Governor Beebe's Weekly Column and Radio Address: Protecting Communities Through Technology

Statement

Date: May 27, 2011

While technology continues to change our everyday lives, the State of Arkansas is also using it to keep our communities safer. The Arkansas Crime Information Center has recently launched a new online system that will help state officials and local law-enforcement protect our children, neighborhoods and communities.

Known by its acronym, CENSOR, this new system is a Centralized Electronic Network of Sex Offender Registries. It provides local law-enforcement officers and the Department of Corrections with the technology and tools to efficiently register sex offenders. In short, it creates a sex-offender registration process that is faster and safer, and saves our taxpayers money. Along with notifying the public sooner, the system also increases accountability for offenders, giving law-enforcement agencies more confidence in tracking those offenders who are living in their communities.

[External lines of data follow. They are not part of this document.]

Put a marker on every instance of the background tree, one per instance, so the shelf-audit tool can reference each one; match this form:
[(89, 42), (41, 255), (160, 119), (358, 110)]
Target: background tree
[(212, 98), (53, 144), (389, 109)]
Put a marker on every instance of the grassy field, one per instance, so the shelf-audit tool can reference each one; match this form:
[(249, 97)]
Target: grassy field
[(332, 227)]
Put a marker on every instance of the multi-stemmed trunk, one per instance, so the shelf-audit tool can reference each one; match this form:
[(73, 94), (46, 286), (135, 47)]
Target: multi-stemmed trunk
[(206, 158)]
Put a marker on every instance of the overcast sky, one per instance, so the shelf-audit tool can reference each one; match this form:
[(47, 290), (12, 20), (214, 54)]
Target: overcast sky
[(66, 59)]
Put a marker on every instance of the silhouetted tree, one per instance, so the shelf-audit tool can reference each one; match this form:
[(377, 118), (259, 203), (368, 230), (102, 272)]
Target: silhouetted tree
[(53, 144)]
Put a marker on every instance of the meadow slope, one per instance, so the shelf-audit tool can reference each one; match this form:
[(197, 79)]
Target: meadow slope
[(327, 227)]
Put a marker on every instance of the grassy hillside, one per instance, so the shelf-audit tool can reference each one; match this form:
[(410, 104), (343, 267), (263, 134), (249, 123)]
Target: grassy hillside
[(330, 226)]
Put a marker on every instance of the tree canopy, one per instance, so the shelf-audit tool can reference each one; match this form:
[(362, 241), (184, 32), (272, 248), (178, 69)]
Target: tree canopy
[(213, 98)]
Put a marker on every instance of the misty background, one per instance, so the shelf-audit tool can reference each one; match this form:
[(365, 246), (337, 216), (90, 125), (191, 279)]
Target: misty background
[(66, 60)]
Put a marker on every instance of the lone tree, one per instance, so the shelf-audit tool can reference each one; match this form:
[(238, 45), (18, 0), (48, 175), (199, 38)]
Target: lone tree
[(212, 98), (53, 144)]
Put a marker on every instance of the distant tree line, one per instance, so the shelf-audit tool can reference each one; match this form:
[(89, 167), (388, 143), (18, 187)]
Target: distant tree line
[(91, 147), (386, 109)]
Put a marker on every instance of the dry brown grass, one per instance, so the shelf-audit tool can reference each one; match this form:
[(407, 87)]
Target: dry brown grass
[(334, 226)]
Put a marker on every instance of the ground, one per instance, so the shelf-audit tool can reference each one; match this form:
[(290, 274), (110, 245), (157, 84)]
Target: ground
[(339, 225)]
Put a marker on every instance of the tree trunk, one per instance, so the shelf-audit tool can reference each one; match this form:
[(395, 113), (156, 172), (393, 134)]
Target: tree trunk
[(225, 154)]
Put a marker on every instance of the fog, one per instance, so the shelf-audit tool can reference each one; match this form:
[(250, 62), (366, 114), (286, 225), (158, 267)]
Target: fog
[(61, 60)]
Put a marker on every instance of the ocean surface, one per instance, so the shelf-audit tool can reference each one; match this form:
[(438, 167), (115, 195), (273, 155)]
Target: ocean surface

We were able to develop the CENSOR system with a federal grant designed to assist local law-enforcement agencies with the processing and monitoring of sex offenders in their communities. It equips law-enforcement officers with an electronic signature pad and Web cameras to verify the identities of sex offenders and keep updated photos of them during subsequent visits.

Offenders are given their signed paperwork to take with them at their initial registration and subsequent verification visits. Officials can then electronically submit a completed registration directly to ACIC. The reduction in paper forms and mailing costs is expected to save taxpayers $55,000 a year, while speeding up sex-offender assessment and public notification.

The Department of Correction has been taking additional steps to accelerate the assessment process. The Sex Offender Screening and Assessment Program has streamlined procedures and trained additional technical staff. Since last fall, these improvements have nearly doubled the number of assessments completed by the Department each month.

While the law protects the right to due process for all citizens, including sex offenders, the CENSOR system provides law enforcement and the public with the most current information, as soon as it is available. These recent advancements in our registration and tracking systems will improve coordination and communication, allowing state agencies and local law enforcement to better inform and protect our citizens.

The ACIC provides a Sex Offender Registry Search for Arkansans who wish to access it. This information is updated regularly, and users can search for sex offenders by address or by name. The site also offers e-mail and phone notifications of updates of offender addresses.

ACIC has been able to achieve this remarkable improvement in managing our state's sex-offender registry due in large part to its partnership with the Information Network of Arkansas (INA), whose primary objective is to provide technology and tools to make the jobs of law enforcement easier. I am very pleased with this system that will help keep our citizens more secure and hold offenders more accountable.